Plusieurs médias grecs ont rapporté que la décision de Joe Biden était un clin d’œil politique à la Turquie, qui s’est opposée depuis le début à l’accord sur le gazoduc EastMed parce que ce dernier contourne son territoire.

« Tout projet négligeant la Turquie, qui possède le plus long littoral de la Méditerranée orientale, ainsi que les Chypriotes turcs, qui ont les mêmes droits sur les ressources naturelles de l’île de Chypre, ne peut aboutir. Nous portons une fois de plus ce fait à l’attention de la communauté internationale », avait alors déclaré le ministère turc des Affaires étrangères.

La chaîne de télévision grecque OPEN a également rapporté que les Américains estimaient que l’EastMed était à l’origine de tensions dans les régions et souhaitaient donc que les acteurs concernés se concentrent sur d’autres projets qui apporteraient également une stabilité politique dans cette région marquée par de fortes tensions.

Par ailleurs, les États-Unis souhaitent vendre leur propre gaz naturel liquéfié (GNL) et ne veulent donc pas nécessairement soutenir un gazoduc concurrent.

Ce qu’en pense l’UE

Avant la fin de l’année 2021, la Commission européenne devait publier une étude sur la faisabilité du projet sur le plan commercial et économique.

Fin octobre 2021, un fonctionnaire de la Commission européenne avait confié à EURACTIV Grèce que l’EastMed était un « projet complexe » et que pour pouvoir déterminer sa rentabilité sur le plan commercial, il fallait que l’évaluation tienne compte des objectifs de décarbonation de l’UE et de la demande future en gaz.

« L’analyse de la Commission à partir de l’évaluation de l’impact sur l’objectif climatique montre que le recours permanent au gaz naturel n’est pas compatible avec l’objectif de décarbonation à long terme », a souligné le fonctionnaire.

La transition vers la neutralité climatique sera basée sur un large éventail de sources d’énergie et de solutions technologiques, ainsi que sur une utilisation plus judicieuse de nos ressources naturelles, a-t-il ajouté.

Ce fonctionnaire européen a également expliqué que si Bruxelles voit le gaz naturel comme un combustible de transition aujourd’hui, le budget de l’UE soutiendra principalement les investissements en faveur de solutions énergétiques respectueuses du climat, parmi lesquelles on retrouve notamment les gaz décarbonés tels que l’hydrogène.
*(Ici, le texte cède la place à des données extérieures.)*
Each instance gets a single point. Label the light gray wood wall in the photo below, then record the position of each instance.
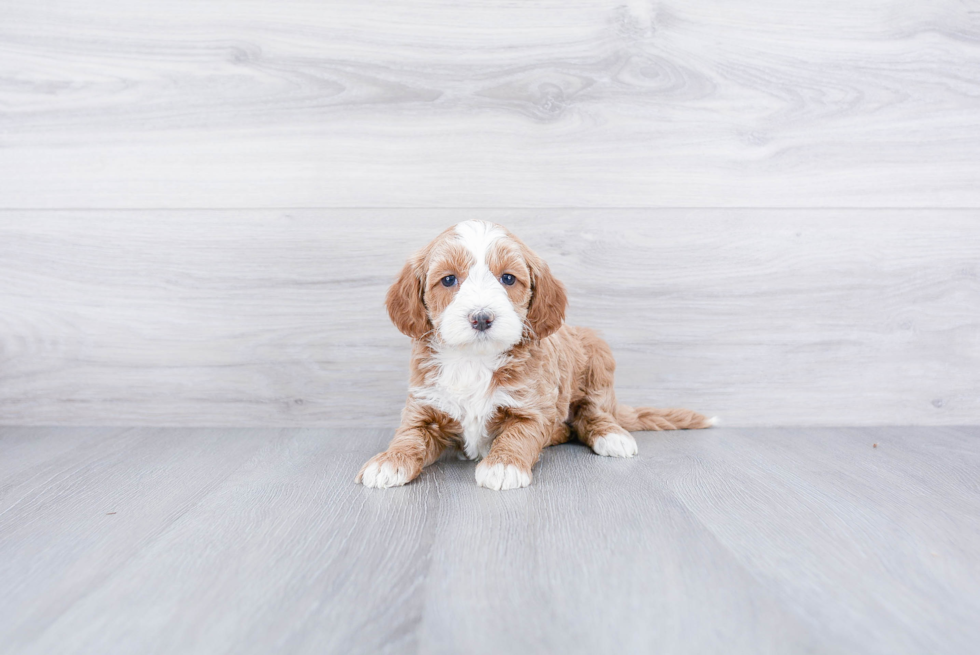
(149, 273)
(816, 317)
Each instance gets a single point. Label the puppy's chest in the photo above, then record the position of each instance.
(464, 388)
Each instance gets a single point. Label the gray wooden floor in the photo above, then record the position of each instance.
(154, 540)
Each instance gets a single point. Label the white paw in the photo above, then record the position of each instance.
(501, 476)
(615, 444)
(384, 475)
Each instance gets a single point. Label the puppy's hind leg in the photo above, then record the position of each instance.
(599, 430)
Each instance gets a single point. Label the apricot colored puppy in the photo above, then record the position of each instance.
(495, 373)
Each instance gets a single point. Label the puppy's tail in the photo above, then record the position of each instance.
(649, 418)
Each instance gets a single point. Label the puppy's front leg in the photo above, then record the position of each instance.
(514, 451)
(420, 439)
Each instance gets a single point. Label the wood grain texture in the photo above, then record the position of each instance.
(727, 540)
(779, 317)
(448, 103)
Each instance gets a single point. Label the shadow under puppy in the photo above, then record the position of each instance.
(495, 373)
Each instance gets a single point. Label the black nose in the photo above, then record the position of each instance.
(481, 320)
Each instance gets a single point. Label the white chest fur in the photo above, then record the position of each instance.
(462, 389)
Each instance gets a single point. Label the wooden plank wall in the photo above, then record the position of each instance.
(771, 208)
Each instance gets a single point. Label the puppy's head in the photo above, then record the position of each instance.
(477, 285)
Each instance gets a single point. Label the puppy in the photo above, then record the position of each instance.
(495, 374)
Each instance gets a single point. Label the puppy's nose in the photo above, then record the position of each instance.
(481, 320)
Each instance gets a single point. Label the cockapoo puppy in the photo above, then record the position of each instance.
(495, 373)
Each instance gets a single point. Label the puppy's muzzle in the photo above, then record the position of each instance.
(481, 321)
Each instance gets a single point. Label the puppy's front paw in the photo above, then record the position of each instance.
(386, 470)
(501, 476)
(615, 444)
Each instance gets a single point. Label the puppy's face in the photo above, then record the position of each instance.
(476, 285)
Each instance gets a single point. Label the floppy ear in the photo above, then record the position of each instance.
(546, 312)
(404, 301)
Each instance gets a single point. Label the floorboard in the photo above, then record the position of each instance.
(739, 540)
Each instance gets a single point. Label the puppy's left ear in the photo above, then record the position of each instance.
(405, 303)
(546, 312)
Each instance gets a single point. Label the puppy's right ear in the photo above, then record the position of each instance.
(404, 301)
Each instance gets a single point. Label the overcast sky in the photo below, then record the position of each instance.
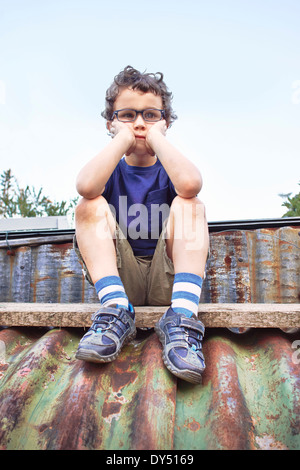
(233, 67)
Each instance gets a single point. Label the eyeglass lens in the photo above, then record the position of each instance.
(128, 115)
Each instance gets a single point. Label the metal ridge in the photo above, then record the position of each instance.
(214, 226)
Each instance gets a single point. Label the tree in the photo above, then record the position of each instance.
(292, 204)
(16, 201)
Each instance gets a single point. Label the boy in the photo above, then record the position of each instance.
(141, 232)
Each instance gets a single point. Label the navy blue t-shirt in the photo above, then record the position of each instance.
(141, 198)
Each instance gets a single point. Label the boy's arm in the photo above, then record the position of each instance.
(184, 175)
(93, 177)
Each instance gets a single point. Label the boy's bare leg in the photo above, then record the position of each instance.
(113, 324)
(187, 236)
(95, 229)
(179, 330)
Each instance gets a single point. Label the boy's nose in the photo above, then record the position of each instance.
(139, 122)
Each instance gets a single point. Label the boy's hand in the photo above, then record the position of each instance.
(117, 127)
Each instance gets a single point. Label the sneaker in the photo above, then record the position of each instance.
(181, 338)
(112, 327)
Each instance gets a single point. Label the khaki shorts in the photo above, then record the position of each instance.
(148, 280)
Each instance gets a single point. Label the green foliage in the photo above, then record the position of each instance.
(20, 202)
(292, 204)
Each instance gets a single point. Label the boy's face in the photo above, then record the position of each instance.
(137, 100)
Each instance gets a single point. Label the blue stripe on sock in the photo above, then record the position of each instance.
(187, 278)
(184, 311)
(186, 295)
(113, 295)
(107, 281)
(116, 294)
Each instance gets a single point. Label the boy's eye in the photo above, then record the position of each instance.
(126, 115)
(149, 115)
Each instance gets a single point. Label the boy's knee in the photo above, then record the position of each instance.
(193, 204)
(87, 208)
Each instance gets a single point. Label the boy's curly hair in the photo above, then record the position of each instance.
(145, 82)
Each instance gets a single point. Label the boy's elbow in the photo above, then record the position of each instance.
(86, 190)
(190, 188)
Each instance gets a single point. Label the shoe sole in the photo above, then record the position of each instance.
(184, 374)
(90, 355)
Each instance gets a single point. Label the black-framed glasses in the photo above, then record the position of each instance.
(130, 115)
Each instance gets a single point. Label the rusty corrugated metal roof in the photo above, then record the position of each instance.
(249, 398)
(250, 395)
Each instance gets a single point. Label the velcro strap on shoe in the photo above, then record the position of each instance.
(192, 324)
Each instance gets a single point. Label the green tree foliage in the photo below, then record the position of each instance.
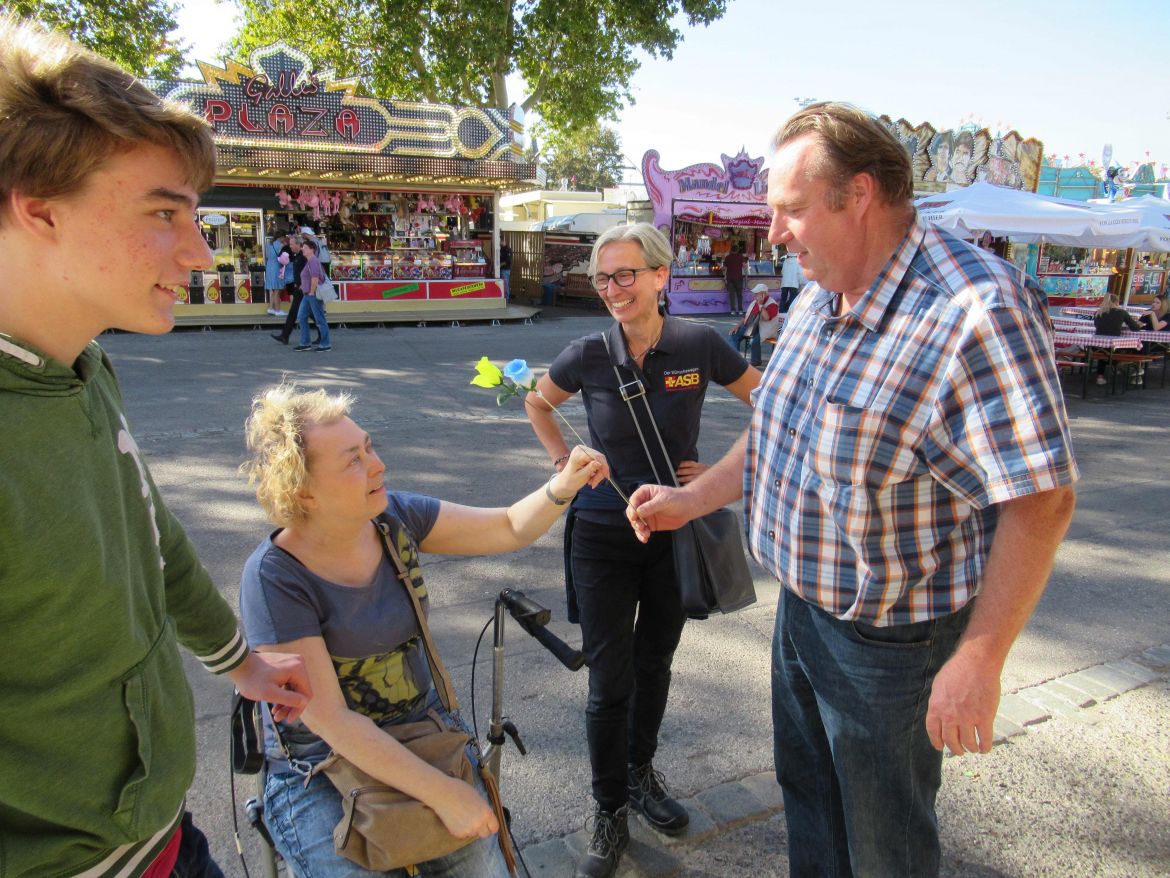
(132, 33)
(589, 157)
(577, 55)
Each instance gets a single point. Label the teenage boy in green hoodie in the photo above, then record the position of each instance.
(98, 583)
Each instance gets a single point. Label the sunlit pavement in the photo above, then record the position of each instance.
(1084, 791)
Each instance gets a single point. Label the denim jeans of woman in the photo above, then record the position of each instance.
(857, 768)
(312, 306)
(302, 818)
(631, 624)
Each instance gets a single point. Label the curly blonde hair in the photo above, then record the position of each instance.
(279, 465)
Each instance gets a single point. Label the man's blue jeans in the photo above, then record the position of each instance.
(312, 306)
(857, 768)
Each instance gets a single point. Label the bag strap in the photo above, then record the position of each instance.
(438, 670)
(628, 397)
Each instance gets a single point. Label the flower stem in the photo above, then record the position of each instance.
(565, 422)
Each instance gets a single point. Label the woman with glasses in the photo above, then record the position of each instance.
(624, 592)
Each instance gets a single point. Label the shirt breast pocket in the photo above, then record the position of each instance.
(859, 446)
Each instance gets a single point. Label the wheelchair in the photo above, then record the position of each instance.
(247, 733)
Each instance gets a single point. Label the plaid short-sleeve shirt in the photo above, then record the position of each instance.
(882, 439)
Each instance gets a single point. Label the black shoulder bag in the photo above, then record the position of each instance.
(709, 562)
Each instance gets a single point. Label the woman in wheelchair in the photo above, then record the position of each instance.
(321, 585)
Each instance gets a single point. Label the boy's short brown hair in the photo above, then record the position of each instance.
(66, 110)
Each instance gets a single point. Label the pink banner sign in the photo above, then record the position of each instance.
(733, 194)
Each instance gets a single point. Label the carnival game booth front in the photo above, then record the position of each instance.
(709, 212)
(405, 193)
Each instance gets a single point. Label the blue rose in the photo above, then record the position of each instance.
(518, 374)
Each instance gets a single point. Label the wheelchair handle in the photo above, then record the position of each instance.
(524, 609)
(532, 618)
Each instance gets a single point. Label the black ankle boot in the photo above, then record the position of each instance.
(610, 839)
(648, 795)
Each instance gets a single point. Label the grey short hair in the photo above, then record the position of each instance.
(655, 247)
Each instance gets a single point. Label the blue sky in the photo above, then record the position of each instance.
(1073, 74)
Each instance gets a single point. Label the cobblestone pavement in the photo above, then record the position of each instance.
(1081, 793)
(737, 828)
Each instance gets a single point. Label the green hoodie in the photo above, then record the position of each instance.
(98, 583)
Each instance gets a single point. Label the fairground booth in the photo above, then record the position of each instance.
(405, 193)
(707, 211)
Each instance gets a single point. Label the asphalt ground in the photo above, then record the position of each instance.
(1069, 796)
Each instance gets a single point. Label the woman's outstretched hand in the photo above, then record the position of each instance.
(585, 467)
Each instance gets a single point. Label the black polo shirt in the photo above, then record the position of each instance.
(675, 374)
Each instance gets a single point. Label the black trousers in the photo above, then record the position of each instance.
(631, 625)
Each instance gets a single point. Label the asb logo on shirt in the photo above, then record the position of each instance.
(682, 379)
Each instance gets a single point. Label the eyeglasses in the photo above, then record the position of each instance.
(623, 278)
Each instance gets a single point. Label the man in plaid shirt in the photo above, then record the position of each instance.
(907, 477)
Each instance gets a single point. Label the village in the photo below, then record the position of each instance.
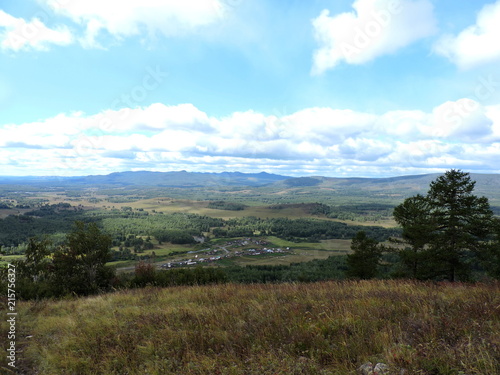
(230, 249)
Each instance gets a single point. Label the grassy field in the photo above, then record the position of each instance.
(321, 328)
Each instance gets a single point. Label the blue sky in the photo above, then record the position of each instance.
(320, 87)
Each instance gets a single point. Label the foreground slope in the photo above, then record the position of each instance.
(322, 328)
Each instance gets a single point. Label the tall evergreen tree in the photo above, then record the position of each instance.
(414, 216)
(80, 265)
(448, 228)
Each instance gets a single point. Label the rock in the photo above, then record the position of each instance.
(366, 369)
(381, 369)
(369, 369)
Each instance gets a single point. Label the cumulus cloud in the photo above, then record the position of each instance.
(122, 19)
(477, 44)
(313, 140)
(375, 28)
(18, 34)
« Les gaz à faible teneur en carbone tels que l’hydrogène, le biogaz et le gaz de synthèse devraient progressivement remplacer le gaz naturel. Il sera essentiel que les infrastructures dont nous disposons ou dans lesquelles nous investissons soient prêtes à accueillir ces nouveaux vecteurs énergétiques », a déclaré le fonctionnaire.

Selon une autre source proche du dossier, le mix gazier de l’UE devrait changer de manière significative compte tenu de l’objectif de neutralité climatique fixé pour 2050.

« La consommation de gaz naturel sera réduite de 66 à 71 % et la demande de gaz renouvelables et à faibles émissions de carbone, en particulier le biogaz, l’hydrogène et le gaz de synthèse, augmentera pour atteindre environ le double de la demande en gaz naturel », a déclaré la source.

« Par conséquent, la viabilité commerciale de l’Eastmed dépendra en grande partie, parmi d’autres facteurs, de la quantité de gaz qu’il y aura à terme dans la région et qui pourra être acheminée vers la Grèce et l’Italie ainsi que de la demande en importations », a ajouté la source.